Art transforms lives
27 May 2014
PET has long seen the value of art for prisoners. And this year, as we celebrate the achievements of our thousands of learners throughout our anniversary we are proud to use the design of an artist we support for our 25th birthday logo.
Last year we gave over 300 people grants for arts and hobby materials to create things in their own time and we also fund distance learning courses in subjects including art history, creative writing and garden design. Whether prisoners are studying for a formal qualification or just because they enjoy painting in their cell, PET believes any form of art can be beneficial and does help rehabilitate people.
Art can inspire people to consider other types of learning and can help prisoners have a more positive outlook on the future.
We also know it works.

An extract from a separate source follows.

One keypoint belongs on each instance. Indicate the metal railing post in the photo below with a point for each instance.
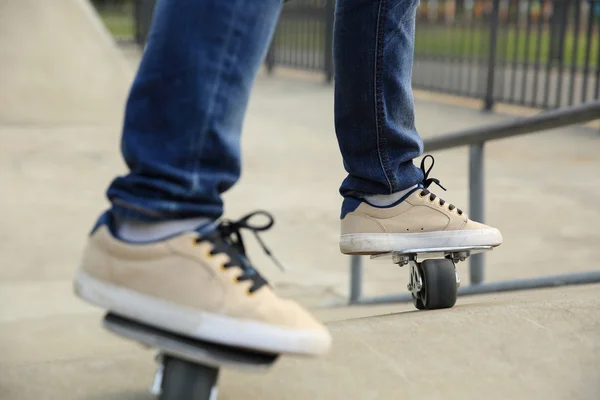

We have evidence from the MoJ Justice Data lab’s analysis of PET’s work which found learning reduces reoffending by more than a quarter. A specific art-focused report found that PET’s provision of art materials for prisoners led to a reduction in reoffending of between 0.3 and 14 percentage points.

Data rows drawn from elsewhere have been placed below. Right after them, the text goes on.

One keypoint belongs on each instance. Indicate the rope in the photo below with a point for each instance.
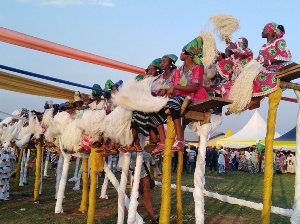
(232, 200)
(103, 194)
(274, 99)
(116, 184)
(165, 208)
(36, 75)
(296, 214)
(85, 188)
(199, 179)
(122, 188)
(37, 172)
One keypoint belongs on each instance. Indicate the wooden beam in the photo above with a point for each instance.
(203, 117)
(289, 73)
(288, 85)
(207, 104)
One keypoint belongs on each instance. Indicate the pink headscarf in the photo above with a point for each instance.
(273, 28)
(240, 43)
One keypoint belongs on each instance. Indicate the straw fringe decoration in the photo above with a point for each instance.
(209, 48)
(23, 137)
(224, 24)
(209, 73)
(92, 122)
(241, 91)
(136, 95)
(48, 117)
(117, 126)
(71, 138)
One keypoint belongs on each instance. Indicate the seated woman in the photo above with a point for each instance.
(225, 67)
(242, 55)
(273, 55)
(187, 81)
(141, 122)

Other examples of evidence and good practice for the effectiveness of the arts are gathered through evaluations of different projects in the Arts Alliance Evidence library. PET is on the Arts Alliance steering group and are supporting its new large-scale research project to better understand the impact of creative activities for people in prison. We featured an Arts Alliance story in May’s Inside Time to ask prisoners what they thought about the purpose of the arts and whether it helps reduce reoffending.

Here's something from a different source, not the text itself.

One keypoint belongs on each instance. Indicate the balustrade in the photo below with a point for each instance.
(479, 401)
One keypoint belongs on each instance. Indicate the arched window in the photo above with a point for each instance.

PET has received many responses from readers which show that clearly they believe this to be the case but unfortunately some highlighted barriers they are experiencing. One man said he had been waiting 10 months to join an art class. He said: “Art needs to be wholly supportive if it is to reduce reoffending. Basic time and support is needed to help give these prisoners the chance to not reoffend.”
Art can help people develop soft skills such as patience, self discipline, confidence and creativity. It can also help people to cope with mental health conditions or recover from addictions. One respondent, a Koestler award-winner, says art has helped him stop self-harming.
He says: “Art relives me of a lot of stress and is a form of escapism. It is much better than any drug.”
Many respondents wrote about how valuable creative writing has been for them. One person who has studied the subject, now has ambitions to work in publishing and says: “Writing is a positive routine and distraction away from crime.”
These letters echo the experiences of many of PET’s alumni such as Marvin Blair, who put his life sentence behind him when he was released from prison by establishing himself as an artist after he found that writing and painting helped him cope with depression and improved relationships with his family during his sentence. In the last 10 years he has worked in some of London’s top theatres including the Royal Court and The Lyric, made short films and graduated from renowned art college Central St Martins. Marvin’s experience shows that art can and does transform prisoners’ lives.